Detective Anthony Green of the D.C. police force obtained a false confession from Donel Vaughn to being the triggerman in a shooting in SouthEast D.C. which left two women wounded and Vaughn facing charges of assault with intent to kill. How did Detective Green get Vaughn to confess to something he didn't do? The answer is there for all to see on Donel's videotaped interrogation, a practice only recently adopted by the DC police. On the tape, recently aired on Fox News, Green engages in the following tactics:
1) he told Vaughn his grandmother had died from a heart attack she suffered when police came to search her apartment looking for evidence against Vaughn;
2) he lied and said that Vaughn's fingerprints were on the gun;
3) he could get life in prison for stealing the car (lie)
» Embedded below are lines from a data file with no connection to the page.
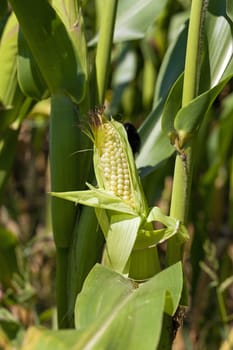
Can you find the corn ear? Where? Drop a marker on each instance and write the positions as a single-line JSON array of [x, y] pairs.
[[114, 164]]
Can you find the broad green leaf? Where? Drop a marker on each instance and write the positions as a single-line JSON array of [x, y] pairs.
[[230, 9], [120, 241], [8, 54], [29, 77], [156, 214], [111, 313], [171, 108], [51, 47], [189, 118], [108, 300], [155, 149], [86, 249], [147, 237], [97, 198], [218, 47], [39, 338], [134, 18], [68, 169], [172, 65]]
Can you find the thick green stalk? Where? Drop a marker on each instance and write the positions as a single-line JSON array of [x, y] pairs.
[[103, 54], [184, 161]]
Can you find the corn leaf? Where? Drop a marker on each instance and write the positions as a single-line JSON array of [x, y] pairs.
[[189, 118], [120, 240], [134, 18], [8, 55], [51, 47], [29, 77], [108, 300], [97, 198], [111, 313]]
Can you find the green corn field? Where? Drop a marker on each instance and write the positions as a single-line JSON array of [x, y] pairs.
[[116, 174]]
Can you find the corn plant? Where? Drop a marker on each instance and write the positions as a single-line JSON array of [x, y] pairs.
[[117, 285]]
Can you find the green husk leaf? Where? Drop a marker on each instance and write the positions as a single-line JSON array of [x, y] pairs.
[[120, 241], [97, 198]]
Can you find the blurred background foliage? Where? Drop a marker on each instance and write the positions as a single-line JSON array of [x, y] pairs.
[[138, 86]]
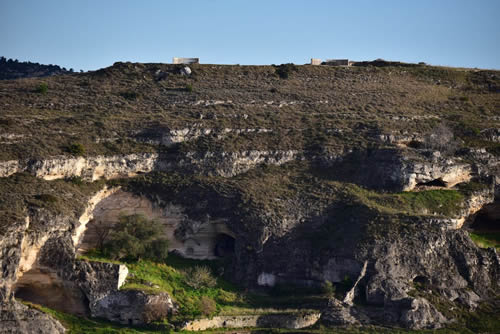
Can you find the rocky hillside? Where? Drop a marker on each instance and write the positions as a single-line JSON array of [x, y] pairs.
[[14, 69], [372, 190]]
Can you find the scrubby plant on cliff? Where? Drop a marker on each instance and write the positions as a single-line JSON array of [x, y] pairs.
[[76, 149], [440, 138], [135, 237], [284, 70], [200, 276], [42, 88]]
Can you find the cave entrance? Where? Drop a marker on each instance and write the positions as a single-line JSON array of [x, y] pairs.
[[45, 288], [488, 218], [486, 226], [224, 245], [434, 183], [421, 280]]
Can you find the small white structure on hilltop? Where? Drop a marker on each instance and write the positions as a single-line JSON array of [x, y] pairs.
[[337, 62], [315, 61], [178, 60]]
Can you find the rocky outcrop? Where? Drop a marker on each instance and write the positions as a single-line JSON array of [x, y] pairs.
[[169, 137], [396, 169], [228, 164], [133, 307], [338, 314], [91, 168], [224, 164], [21, 319], [272, 320]]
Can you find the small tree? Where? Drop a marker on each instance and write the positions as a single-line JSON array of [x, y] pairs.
[[440, 138], [135, 237], [207, 305], [157, 310], [102, 232], [328, 288], [200, 276], [42, 88]]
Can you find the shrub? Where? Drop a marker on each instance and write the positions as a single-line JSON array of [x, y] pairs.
[[42, 88], [47, 198], [284, 70], [200, 277], [76, 180], [134, 237], [440, 138], [129, 95], [76, 149], [157, 310], [328, 288], [206, 305]]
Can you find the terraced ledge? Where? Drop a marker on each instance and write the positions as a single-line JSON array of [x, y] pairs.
[[273, 320]]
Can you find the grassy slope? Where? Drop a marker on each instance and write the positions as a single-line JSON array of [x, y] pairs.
[[103, 110]]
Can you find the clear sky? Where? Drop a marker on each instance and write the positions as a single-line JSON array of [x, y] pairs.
[[90, 34]]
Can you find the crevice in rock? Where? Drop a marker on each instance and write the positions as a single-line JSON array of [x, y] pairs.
[[488, 218], [224, 246], [433, 183], [421, 280], [43, 286]]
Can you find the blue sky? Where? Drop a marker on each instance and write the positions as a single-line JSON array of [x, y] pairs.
[[90, 34]]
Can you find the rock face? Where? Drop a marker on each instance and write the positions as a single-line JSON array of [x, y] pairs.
[[226, 164], [20, 319], [395, 170], [88, 168], [196, 239], [290, 321], [338, 314], [385, 256], [132, 307]]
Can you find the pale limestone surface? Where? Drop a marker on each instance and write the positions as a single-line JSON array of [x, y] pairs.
[[200, 243]]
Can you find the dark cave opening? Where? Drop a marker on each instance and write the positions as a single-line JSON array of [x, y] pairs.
[[224, 245], [45, 288], [488, 218], [421, 280], [434, 183]]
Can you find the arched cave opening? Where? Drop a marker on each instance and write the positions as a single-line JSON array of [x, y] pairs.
[[224, 245], [488, 218], [433, 183], [46, 288], [421, 280]]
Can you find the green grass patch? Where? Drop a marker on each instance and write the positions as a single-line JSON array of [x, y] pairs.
[[444, 202], [79, 325], [486, 239]]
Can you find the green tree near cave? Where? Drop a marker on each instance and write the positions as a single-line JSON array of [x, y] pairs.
[[135, 237]]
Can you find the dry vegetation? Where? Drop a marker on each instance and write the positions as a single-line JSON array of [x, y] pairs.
[[103, 111]]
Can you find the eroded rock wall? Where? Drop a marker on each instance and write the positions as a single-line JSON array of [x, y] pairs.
[[190, 238]]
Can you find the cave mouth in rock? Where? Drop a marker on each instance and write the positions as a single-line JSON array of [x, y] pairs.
[[421, 280], [433, 183], [224, 245], [47, 289], [488, 218]]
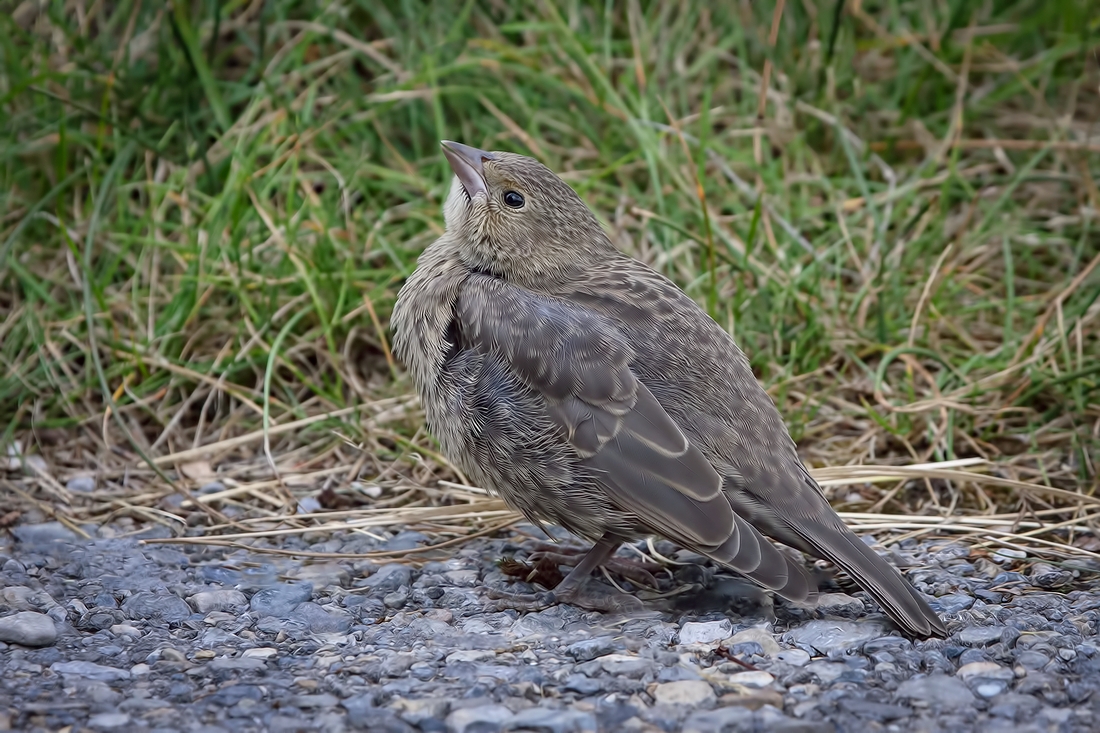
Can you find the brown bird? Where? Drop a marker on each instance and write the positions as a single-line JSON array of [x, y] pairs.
[[589, 391]]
4) the FBI was on the case (another lie) and the police chief wanted answers;
5) Under oath during a motion to suppress, detective green also admitted falsely telling vaughn his arrest record could be expunged under the youth act.
6) And Green also admitted telling Vaughn he was responsible for his grandmother's death and should commit suicide.
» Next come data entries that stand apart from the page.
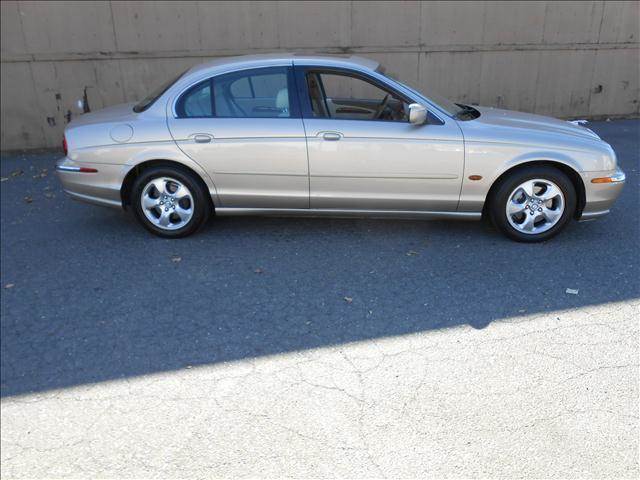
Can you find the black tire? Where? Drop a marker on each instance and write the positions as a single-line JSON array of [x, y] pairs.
[[201, 201], [500, 196]]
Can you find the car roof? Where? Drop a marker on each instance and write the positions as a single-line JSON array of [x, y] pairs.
[[271, 59]]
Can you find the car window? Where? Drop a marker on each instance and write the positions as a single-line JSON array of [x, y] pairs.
[[196, 102], [349, 97], [261, 93]]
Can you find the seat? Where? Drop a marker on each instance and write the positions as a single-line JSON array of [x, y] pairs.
[[282, 102]]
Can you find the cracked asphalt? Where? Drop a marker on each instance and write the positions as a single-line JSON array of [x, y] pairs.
[[315, 347]]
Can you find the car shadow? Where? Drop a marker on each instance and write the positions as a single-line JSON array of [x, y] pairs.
[[90, 296]]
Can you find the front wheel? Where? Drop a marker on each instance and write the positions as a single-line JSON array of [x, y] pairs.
[[170, 202], [533, 204]]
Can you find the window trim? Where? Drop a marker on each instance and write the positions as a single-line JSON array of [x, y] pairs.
[[294, 101], [305, 101]]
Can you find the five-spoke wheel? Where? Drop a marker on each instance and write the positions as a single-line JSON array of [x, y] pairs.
[[170, 201], [167, 203], [533, 203]]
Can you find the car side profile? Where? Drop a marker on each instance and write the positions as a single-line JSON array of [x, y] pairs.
[[322, 135]]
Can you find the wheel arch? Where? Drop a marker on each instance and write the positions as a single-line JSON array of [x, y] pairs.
[[568, 170], [136, 170]]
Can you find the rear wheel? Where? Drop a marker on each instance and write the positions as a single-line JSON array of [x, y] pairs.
[[533, 204], [170, 202]]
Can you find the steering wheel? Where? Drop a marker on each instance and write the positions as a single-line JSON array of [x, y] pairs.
[[383, 105]]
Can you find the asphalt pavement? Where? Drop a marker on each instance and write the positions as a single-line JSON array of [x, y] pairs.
[[315, 347]]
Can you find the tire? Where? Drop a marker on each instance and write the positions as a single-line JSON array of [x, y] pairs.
[[170, 201], [541, 202]]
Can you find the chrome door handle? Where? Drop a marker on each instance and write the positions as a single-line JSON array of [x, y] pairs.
[[202, 137], [332, 136]]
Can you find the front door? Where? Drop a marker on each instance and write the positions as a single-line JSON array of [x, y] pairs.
[[365, 155], [245, 130]]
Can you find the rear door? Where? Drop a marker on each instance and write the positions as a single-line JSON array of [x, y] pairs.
[[363, 152], [244, 128]]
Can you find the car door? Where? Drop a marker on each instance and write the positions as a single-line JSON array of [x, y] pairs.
[[363, 152], [244, 128]]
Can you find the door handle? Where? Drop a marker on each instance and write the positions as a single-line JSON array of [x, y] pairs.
[[332, 136], [202, 137]]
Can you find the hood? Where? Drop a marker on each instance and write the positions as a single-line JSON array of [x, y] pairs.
[[117, 113], [494, 117]]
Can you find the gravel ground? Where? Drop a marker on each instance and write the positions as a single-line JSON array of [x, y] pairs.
[[315, 347]]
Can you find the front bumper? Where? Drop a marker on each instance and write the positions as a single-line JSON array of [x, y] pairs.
[[601, 194], [100, 187]]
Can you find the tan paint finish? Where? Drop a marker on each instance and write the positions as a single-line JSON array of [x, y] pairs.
[[544, 57]]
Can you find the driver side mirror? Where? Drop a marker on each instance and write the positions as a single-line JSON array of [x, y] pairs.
[[417, 114]]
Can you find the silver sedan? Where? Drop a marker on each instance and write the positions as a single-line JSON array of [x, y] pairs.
[[310, 135]]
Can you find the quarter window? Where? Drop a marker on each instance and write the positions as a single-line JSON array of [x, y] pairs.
[[196, 102]]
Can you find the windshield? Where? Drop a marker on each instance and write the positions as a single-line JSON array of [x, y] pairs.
[[444, 103], [147, 101]]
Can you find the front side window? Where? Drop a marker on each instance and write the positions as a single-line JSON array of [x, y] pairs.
[[349, 97], [259, 93]]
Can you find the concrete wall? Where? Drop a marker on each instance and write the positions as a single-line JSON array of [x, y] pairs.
[[568, 59]]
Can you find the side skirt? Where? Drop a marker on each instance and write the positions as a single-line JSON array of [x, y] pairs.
[[330, 212]]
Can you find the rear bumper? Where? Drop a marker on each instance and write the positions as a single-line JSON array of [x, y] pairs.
[[599, 197], [100, 188]]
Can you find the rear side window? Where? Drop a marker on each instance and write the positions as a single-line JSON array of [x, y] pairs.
[[258, 93]]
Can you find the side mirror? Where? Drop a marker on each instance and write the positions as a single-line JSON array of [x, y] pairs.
[[417, 114]]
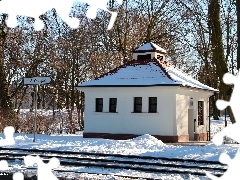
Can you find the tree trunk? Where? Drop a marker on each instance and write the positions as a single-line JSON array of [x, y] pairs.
[[218, 51], [238, 33], [5, 103]]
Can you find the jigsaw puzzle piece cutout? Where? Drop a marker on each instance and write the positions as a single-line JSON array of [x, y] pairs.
[[9, 139], [221, 104], [18, 176], [35, 8], [94, 6], [3, 165], [231, 131], [64, 11], [233, 167], [234, 99], [44, 169]]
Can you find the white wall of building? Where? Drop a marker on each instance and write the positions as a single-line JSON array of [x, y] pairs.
[[125, 121], [183, 101]]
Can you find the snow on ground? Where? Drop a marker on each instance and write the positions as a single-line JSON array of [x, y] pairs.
[[145, 145]]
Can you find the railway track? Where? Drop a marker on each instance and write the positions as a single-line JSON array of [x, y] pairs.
[[145, 164]]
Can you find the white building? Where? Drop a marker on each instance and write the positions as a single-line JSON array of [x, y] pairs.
[[146, 96]]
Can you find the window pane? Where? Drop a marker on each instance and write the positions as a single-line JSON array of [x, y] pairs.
[[138, 100], [137, 104], [99, 104], [200, 113], [152, 104], [138, 108], [112, 104], [152, 100]]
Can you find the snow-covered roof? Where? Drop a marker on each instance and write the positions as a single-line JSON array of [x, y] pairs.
[[146, 73], [150, 47]]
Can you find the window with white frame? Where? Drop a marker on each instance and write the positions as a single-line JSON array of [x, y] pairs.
[[112, 104], [137, 104], [152, 104], [99, 104]]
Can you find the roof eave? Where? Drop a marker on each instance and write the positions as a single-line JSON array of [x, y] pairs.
[[148, 85]]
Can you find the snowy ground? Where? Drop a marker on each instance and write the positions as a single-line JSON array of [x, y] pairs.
[[145, 145]]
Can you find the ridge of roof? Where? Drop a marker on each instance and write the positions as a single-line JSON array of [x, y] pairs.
[[174, 75], [138, 62], [154, 48]]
Green's actions have been defended by Asst Police Chief Winston Robinson who told FOX News that Green's actions were perfectly legal. As long as Green did not promise a lighter sentence or the dropping of charges, everything is fair game. Let's hope the trial court does not accept this reasoning -- a lie about expungement sounds like a promise of leniency to these ears and a lie about a life sentence is a threat of harm. This confession should be tossed and Green should be disciplined. The DC Police Department also needs to get some training on how to interrogate on videotape -- now -- before they continue to use tactics that are a recipe for involuntary and false confessions.
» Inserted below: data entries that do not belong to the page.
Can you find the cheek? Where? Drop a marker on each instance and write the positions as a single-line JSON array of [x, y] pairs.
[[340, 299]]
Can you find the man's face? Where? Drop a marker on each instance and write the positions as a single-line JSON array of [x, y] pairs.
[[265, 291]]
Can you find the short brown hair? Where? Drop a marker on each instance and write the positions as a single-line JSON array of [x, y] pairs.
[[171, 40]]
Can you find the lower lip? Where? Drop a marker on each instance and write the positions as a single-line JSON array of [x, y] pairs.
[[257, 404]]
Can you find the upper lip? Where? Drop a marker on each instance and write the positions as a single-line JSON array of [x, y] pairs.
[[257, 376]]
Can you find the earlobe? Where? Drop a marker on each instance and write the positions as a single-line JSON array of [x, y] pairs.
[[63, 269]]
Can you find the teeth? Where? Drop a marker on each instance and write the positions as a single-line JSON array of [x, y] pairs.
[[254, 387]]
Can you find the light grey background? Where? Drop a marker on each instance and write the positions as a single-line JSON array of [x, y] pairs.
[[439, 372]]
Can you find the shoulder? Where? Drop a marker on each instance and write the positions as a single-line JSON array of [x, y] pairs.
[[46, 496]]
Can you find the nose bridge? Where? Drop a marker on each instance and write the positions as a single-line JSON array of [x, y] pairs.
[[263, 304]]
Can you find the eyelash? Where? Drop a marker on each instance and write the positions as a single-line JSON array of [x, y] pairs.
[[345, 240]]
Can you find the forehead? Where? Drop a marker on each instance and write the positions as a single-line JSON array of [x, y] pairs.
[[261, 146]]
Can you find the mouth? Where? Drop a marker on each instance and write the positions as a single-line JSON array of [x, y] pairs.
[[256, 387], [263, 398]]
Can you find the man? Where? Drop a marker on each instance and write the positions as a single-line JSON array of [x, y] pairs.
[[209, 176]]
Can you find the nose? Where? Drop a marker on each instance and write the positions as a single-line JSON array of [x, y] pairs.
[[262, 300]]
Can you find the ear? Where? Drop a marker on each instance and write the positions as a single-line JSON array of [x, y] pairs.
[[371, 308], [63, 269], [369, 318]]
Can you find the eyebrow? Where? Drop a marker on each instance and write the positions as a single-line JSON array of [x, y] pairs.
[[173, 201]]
Green's actions are also abhorrent because we now know that he fed "false facts" to Vaughn to get him to falsely confess. "False facts" occur when an investigator has a theory about a case which later turns out to be false. This theory leads the detective to pressure a suspect to give a confession that fits the theory. When other evidence proves the theory to be false, the investigator is busted. In the shooting, eyewitnesses told police that the shooter was the driver. Green, who thought that police told him that Vaughn was the driver, pressured Vaughn to admit to being the driver and then the shooter. The only problem -- Green got it wrong. Police officers actually told Green that Vaughn was the last to bale out of the car --from the back seat, not the front seat. Not only was Vaughn's confession coerced, it was false, at least with respect to critical information that could lead to an acquittal on the specific intent crime of assault with intent to kill.